Pelos caminhos da história, chega-se, depois, ao período romano, no século II a.C. E, para tal, nada melhor do que ter a visita de um habitante de Ossónoba, na sala do Museu de Faro que acolhe o mosaico romano Deus Oceano.
Era ali, na zona da hoje chamada Vila-Adentro, que se situava o núcleo cívico e religioso de Ossónoba. Tal é recordado por André Canário, o ator vestido de romano, que também mostra algumas ânforas.
Paulo Ferreira é um dos monitores dos cursos de Verão e vai coordenando os seus pupilos para que nada falhe. A realidade do que são estes cursos não lhe é desconhecida. Antes de estar «do lado de cá, participei nos cursos de Verão, que me fizeram querer vir para a Universidade do Algarve», explica ao Sul Informação.
«Como formador, sinto-me bem ao vê-los felizes. Aqui criam-se amizades que duram muito tempo. Eu ainda hoje falo com pessoas que conheci nos cursos de Verão», diz o aluno de Gestão da UAlg, natural de Lisboa.
De repente, já nos claustros do Museu, surge um visigodo. E não é um qualquer: trata-se do rei Leovigildo. O seu reinado durou de 571/572 a 586. Quanto aos visigodos, estiveram no Algarve depois dos romanos.
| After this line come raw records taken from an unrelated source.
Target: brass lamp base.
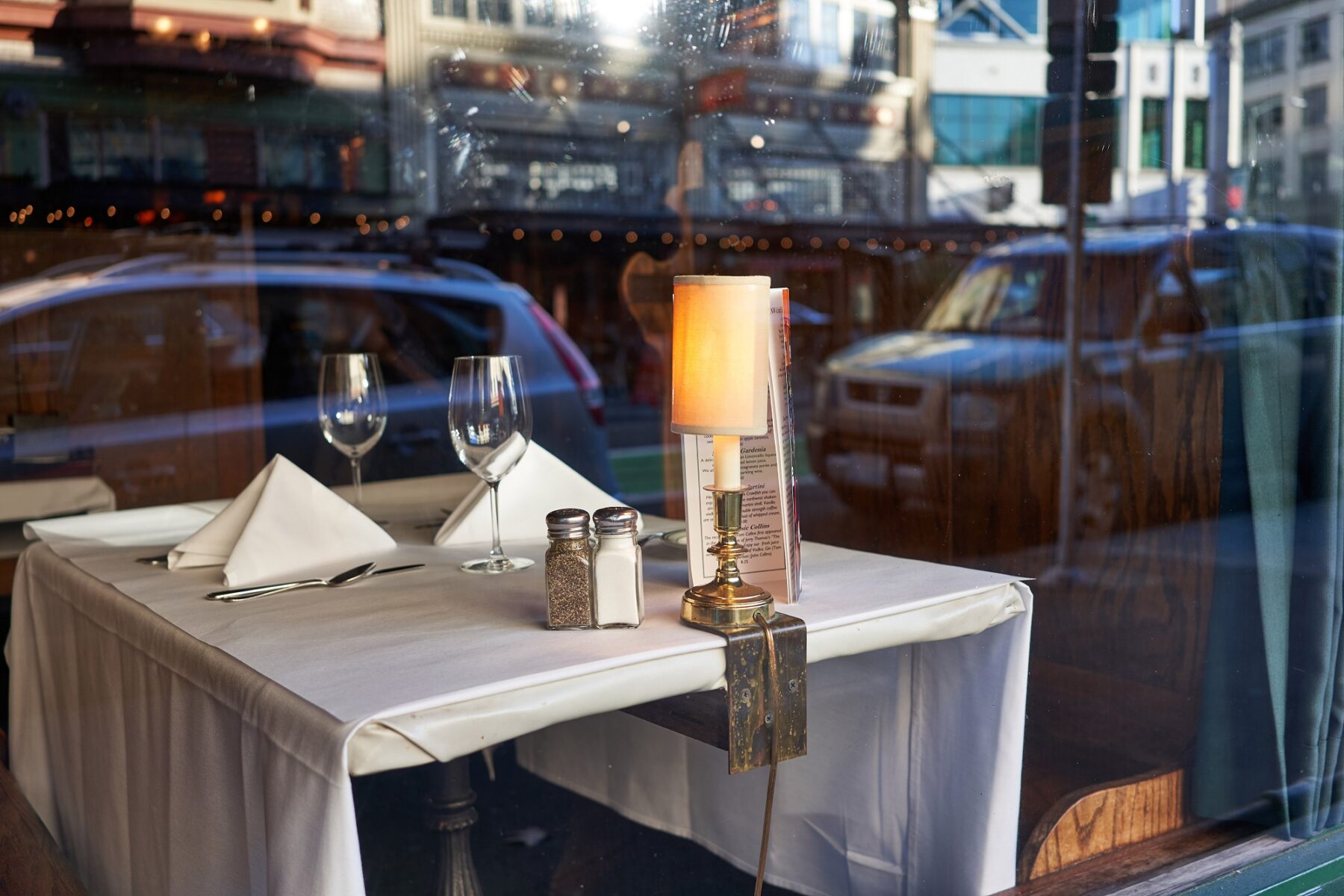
[682,485,774,629]
[682,582,774,629]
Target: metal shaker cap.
[546,508,588,538]
[593,508,640,535]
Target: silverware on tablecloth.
[205,563,376,602]
[368,563,425,579]
[205,563,425,603]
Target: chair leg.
[425,756,481,896]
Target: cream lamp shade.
[672,277,770,435]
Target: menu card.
[682,289,803,603]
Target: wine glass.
[447,355,532,572]
[317,355,387,509]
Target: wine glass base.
[461,558,532,575]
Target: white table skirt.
[517,596,1031,896]
[7,486,1030,896]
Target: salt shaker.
[546,508,593,629]
[593,508,644,629]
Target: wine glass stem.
[489,479,504,560]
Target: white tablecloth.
[7,481,1030,895]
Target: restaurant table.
[0,476,117,560]
[5,477,1031,896]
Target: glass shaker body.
[546,508,593,629]
[593,508,644,629]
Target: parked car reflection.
[0,251,615,506]
[806,225,1341,553]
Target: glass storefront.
[0,0,1344,896]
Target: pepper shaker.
[593,506,644,629]
[546,508,593,629]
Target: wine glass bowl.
[317,353,387,508]
[447,355,532,573]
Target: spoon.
[205,563,376,603]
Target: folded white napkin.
[168,454,396,587]
[434,442,620,547]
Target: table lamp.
[672,277,774,629]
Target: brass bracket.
[625,612,808,774]
[709,612,808,775]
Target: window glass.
[1119,0,1171,40]
[1302,84,1331,128]
[930,94,1042,165]
[1186,99,1208,168]
[1139,99,1166,168]
[1242,30,1285,79]
[1301,152,1331,196]
[7,0,1344,896]
[158,122,207,184]
[1298,16,1331,64]
[0,121,42,177]
[816,0,840,64]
«Foi este rei que permitiu o casamento entre povos», explica Rui Gonçalves, diretor artístico do “Faro Desvendado”, e que encarna a personagem.
Essa é razão suficiente para que ali mesmo, séculos depois, se recrie um casamento entre o rei Leovigildo e uma romana. Na plateia, Paulo Luã Manchiça é escolhido para ser o bispo do matrimónio. O momento era a fingir, mas o jovem moçambicano estava «muito nervoso», como confessou depois ao nosso jornal.
Já foram vários os séculos de história percorridos, mas ainda mais alguns estão para vir. Os muçulmanos são parte importante da história do Algarve (e de Faro). Por cá ficaram de 712/713 até 1249. Um dos legados que deixaram na capital algarvia é o Arco do Repouso, nas Muralhas.
É lá que se desenrola o final deste “Faro Desvendado”. O pano de fundo é precisamente a reconquista cristã. Reza a lenda que, entre as tropas de D. Afonso III e do governador árabe de então, houve uma história de amor. Um cavaleiro cristão apaixonou-se por uma das filhas do governador. Furioso, aquele chefe muçulmano, após descobrir este amor proibido, terá enfeitiçado a própria filha.
Tudo é explicado (e até exemplificado) para gáudio dos jovens, que, atentos, vão bebendo cada palavra das histórias de outro tempo.
Paula Fraustein tem ascendência alemã, vive em Odemira, e resume no final: «aprendi muito sobre a história de Faro». O diretor artístico Rui Ferreira não podia concordar mais. «Todos vão daqui a saber o que é a história da cidade».
«Senti que todos estavam muito atentos o que se estava a dizer. O “Faro Desvendado” vale pelo seu percurso também. Nunca se sabe o que surgirá a seguir», acrescenta o ator, ainda vestido de visigodo.
Quanto a Paulo Luã Manchiça, ainda não sabe se virá para a Universidade do Algarve estudar, mas diz que as hipóteses são «mais altas», depois deste curso de Verão.
Por seu lado, Paula Fraustein, que veio a Faro ao abrigo de um protocolo da UAlg com a Câmara de Odemira para o apoio aos cursos de Verão, também não tem certezas. Já o curso a seguir… «cinema, se calhar», revela, timidamente.
Até à escolha final, ainda falta algum tempo. Por agora, certo é que todos partem da capital algarvia a saber mais sobre a cidade que os acolheu durante uns dias. E onde, cada um à sua maneira, poderão continuar a escrever a sua história – e a de Faro.